Today, the U.S. Department of the Treasury and the Internal Revenue Service published Final Rules to implement the information reporting provisions for insurers and certain employers under the Affordable Care Act (“ACA”), which will take effect in 2015.

The Final Rules apply to Sections 6055 and 6056 of the Internal Revenue Code (“IRC”), which describe employer reporting for the purpose of monitoring whether an employer is compliant with the ACA’s Employer Mandate. The Employer Mandate generally requires employers with 50 or more full-time employees to offer their full-time employees coverage that meets minimum value and affordability standards under the ACA or pay a penalty, though compliance has been pushed back one year for certain employers. Employers with 50 to 99 full-time employees will not be subject to penalties under the Employer Mandate for failing to provide health insurance coverage to employees in 2015. Moreover, employers with 100 or more full-time employees need only offer coverage to 70% of their full-time employees in 2015 to be compliant with the regulations. Despite these delays, the information reporting provisions take effect in 2015, and employers should begin to familiarize themselves with the requirements.

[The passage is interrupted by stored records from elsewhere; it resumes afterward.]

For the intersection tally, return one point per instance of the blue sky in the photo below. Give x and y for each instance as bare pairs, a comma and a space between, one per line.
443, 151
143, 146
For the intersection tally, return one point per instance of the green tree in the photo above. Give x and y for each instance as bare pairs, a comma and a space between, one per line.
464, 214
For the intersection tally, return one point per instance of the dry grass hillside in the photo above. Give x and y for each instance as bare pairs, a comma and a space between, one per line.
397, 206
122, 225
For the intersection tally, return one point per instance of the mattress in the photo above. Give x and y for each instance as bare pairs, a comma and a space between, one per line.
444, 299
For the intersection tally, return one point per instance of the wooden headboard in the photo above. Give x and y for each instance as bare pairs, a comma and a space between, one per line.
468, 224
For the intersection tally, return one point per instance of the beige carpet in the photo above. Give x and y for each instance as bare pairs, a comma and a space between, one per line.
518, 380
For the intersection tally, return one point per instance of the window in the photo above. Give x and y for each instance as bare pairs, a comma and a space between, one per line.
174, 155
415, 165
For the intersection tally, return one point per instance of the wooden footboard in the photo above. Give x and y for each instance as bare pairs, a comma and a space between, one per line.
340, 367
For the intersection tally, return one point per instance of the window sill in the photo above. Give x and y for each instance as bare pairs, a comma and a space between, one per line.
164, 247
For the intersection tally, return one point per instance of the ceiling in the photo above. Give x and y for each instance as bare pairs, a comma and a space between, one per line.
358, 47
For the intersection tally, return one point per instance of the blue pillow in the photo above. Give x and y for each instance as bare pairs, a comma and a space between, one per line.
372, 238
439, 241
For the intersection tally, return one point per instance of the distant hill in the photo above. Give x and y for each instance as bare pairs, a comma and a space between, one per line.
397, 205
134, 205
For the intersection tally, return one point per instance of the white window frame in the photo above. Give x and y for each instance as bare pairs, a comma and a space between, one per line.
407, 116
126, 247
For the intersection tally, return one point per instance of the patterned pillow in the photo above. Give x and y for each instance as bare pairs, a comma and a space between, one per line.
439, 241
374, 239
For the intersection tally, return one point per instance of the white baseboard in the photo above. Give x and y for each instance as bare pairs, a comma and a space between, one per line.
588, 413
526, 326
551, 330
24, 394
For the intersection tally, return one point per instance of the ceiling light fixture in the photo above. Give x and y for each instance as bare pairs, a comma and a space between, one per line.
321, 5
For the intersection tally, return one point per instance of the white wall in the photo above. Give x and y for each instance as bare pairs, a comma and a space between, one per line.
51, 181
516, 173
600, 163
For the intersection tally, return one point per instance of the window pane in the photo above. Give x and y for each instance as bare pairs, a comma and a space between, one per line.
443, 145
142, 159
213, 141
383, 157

IRC 6055 describes reporting requirements for self-insuring employers, insurers and certain other providers of minimum essential coverage, while IRC 6056 describes reporting requirements for applicable large employers. Under the Final Rules, reporting for both IRC 6055 and 6056 will be made on the same form with the stated goal of eliminating duplicative filings by employers. Large employers that self-insure (employers that pay their employees’ medical costs directly, instead of joining a traditional plan) will fill out both sections of the form. Large employers that do not self-insure will only fill out the top half of the form, for reporting under IRC 6056.

According to the Final Rules, for IRC 6055, an employer must generally report information about the employer, the employees insured, and information on the minimum essential coverage provided. IRC 6056 requires applicable large employers to report information about themselves, such as the number of full-time employees for each month during the calendar year, to certify whether they offered coverage to their full-time employees, and to provide certain information about the plan offered, such as the monthly premium for the plan.

The Final Rules also simplified the reporting obligations of employers who make qualifying offers of coverage to their employers.  According to the Treasury press release, a qualifying offer of coverage is “an offer of minimum value coverage that provides employee-only coverage at a cost to the employee of no more than about $1,100 in 2015” combined with an offer of coverage to the employee’s family, which would not need to meet the cost threshold. The Final Rules allow employers to report different information based on whether or not a given employee was offered coverage for all 12 months of a year or for fewer than 12 months in a year. For employees receiving a qualified offer for all 12 months, “employers will need to report only the names, addresses and taxpayer identification numbers” of such employees. For employees receiving a qualifying offer in fewer than 12 months in the year, employers will be able to report such employees “for each of those months by simply entering a code.”